We’ll share new ways for setting priorities and designing a lifestyle (a new work-style), so that you can spend more time doing what you love to do.
Personally, I define productivity by “quality output per time spent”. I’m in search of my best case scenario: work well, work less, achieve more free time. Everyone has their own definition of productivity, I also like Steve Pavlina’s approach. He writes:
“Adopt your own definition of productivity, such that your pursuit of greater productivity becomes a personal quest that produces the value that matters most to you.”
I’m excited about sharing with you what I’ve learned from reading ” The 4-Hour Workweek”. I’ve deployed several of Tim’s recommendations and I’m seeing the results in my productivity already!
Inspired by “The 4-Hour Workweek” here’s my list of productivity boosters:
• Choose one thing from your list and ask yourself, “If this is the only thing I accomplish today, will I be satisfied?”. This has really helped me prioritize.
• Identify and eliminate interaction with the people and commitments that make you feel starved for time. This sounds a bit ruthless, but sometimes we need to re-evaluate our relationships (business and personal) to make sure they are truly beneficial. Business groups, volunteering and coaching can easily consume a week or a weekend, leaving no time for family and friends. It’s a delicate balance that we need to strive for.
• Remove distractions and frequent interruptions by focussing on getting your most important work done before noon each day. I get my exercise in before 8am, I check my email for 5 min in the morning (for emergencies) and I don’t answer the phone. It feels great to have 80% of my day done before noon.
• Stop multi-tasking. I’ve found that by choosing to do items separately, I am more focused and in turn I get the job done faster.
• Go on a “low-information diet”. I have unsubscribed from daily email broadcasts and limited reading the news to once, every two days.

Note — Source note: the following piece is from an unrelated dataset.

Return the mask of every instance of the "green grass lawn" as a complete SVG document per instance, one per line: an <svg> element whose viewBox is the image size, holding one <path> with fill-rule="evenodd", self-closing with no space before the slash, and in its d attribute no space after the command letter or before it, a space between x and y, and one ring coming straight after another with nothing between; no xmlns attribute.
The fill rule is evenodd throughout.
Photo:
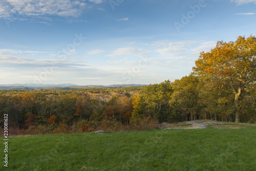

• Batch tasks into blocks of time. Save on the interruptions and avoid becoming distracted. For example: Choose to check email twice per day, instead of every 5 minutes. If there’s an emergency, most people know to call you by phone. I’ve also made a habit of reading emails from friends and family only in the evenings. This allows me to give them my full attention and reply to them with more detail—instead of a few rushed words.
In this fast-paced world, we need to re-evaluate how much time we devote to “being busy with work”. Productivity isn’t about how many hours we “log-in each day”, it’s about producing quality work, in as little time as possible.
I hope you’ll give some of these productivity ideas a try. You’ll be rewarded with more time for family, friends and your art.
My pursuit for improved productivity has helped me generate more free time to spend with my family. That’s us (Al, myself and our families) in this posts photo.
What are you in pursuit of? What are you doing to be more productive and work less?